When we last left Brad, a system administrator for his hometown newspaper, he was having problems logging three new Windows 98 machines on to his organization’s NT-based network. Each time he tried to access the network from the new computers, he received an error message that the network destinations he selected were not available. When he opened the networking properties on the three machines to make sure that DHCP was set up on each one, he found that all appeared to be configured correctly—the adapters had the correct drivers, TCP/IP was configured as the only networking protocol (with DHCP enabled), and Client for Microsoft Networking was selected as the logon.
If you’d like a complete recap of Brad’s problem, click here for all the details. Now here’s what was causing Brad’s headache.
After working with the network configuration on the three machines, Brad found something that he hadn’t noticed before. While in the network properties window, he had clicked on the Client for Microsoft Networks and decided to look at the properties of the client. To his surprise, something appeared that he hadn’t expected—a window titled “Client for Microsoft Network Properties” containing options that Brad wasn’t aware were available.
Brad was particularly interested in the logon validation option. Using this option, Brad was able to have the machine log on to a Windows NT domain and even set the name of the domain he wished to log on to. Also available were network logon options—one for a quick logon and another for restoring network connections.
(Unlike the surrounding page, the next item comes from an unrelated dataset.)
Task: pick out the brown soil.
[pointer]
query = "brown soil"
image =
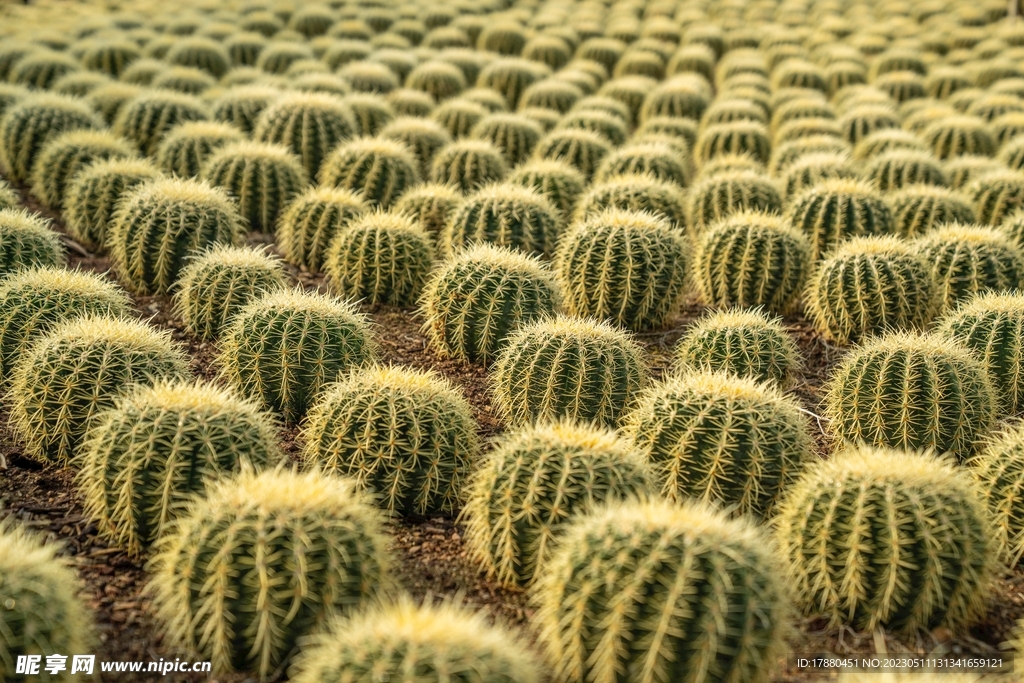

Brad selected the option to log on to a Windows NT domain and put in the domain name of his network. He left the network logon options at their default and clicked OK to continue. He was then prompted to restart his machine.
After the computer had rebooted, Brad noticed a new option available in the Windows logon screen. Now, instead of just having spaces for a username and password, a new space was created for information about the domain name. Brad typed a user name, password, and domain name into the blanks, hit OK, and was able to navigate the network without a problem.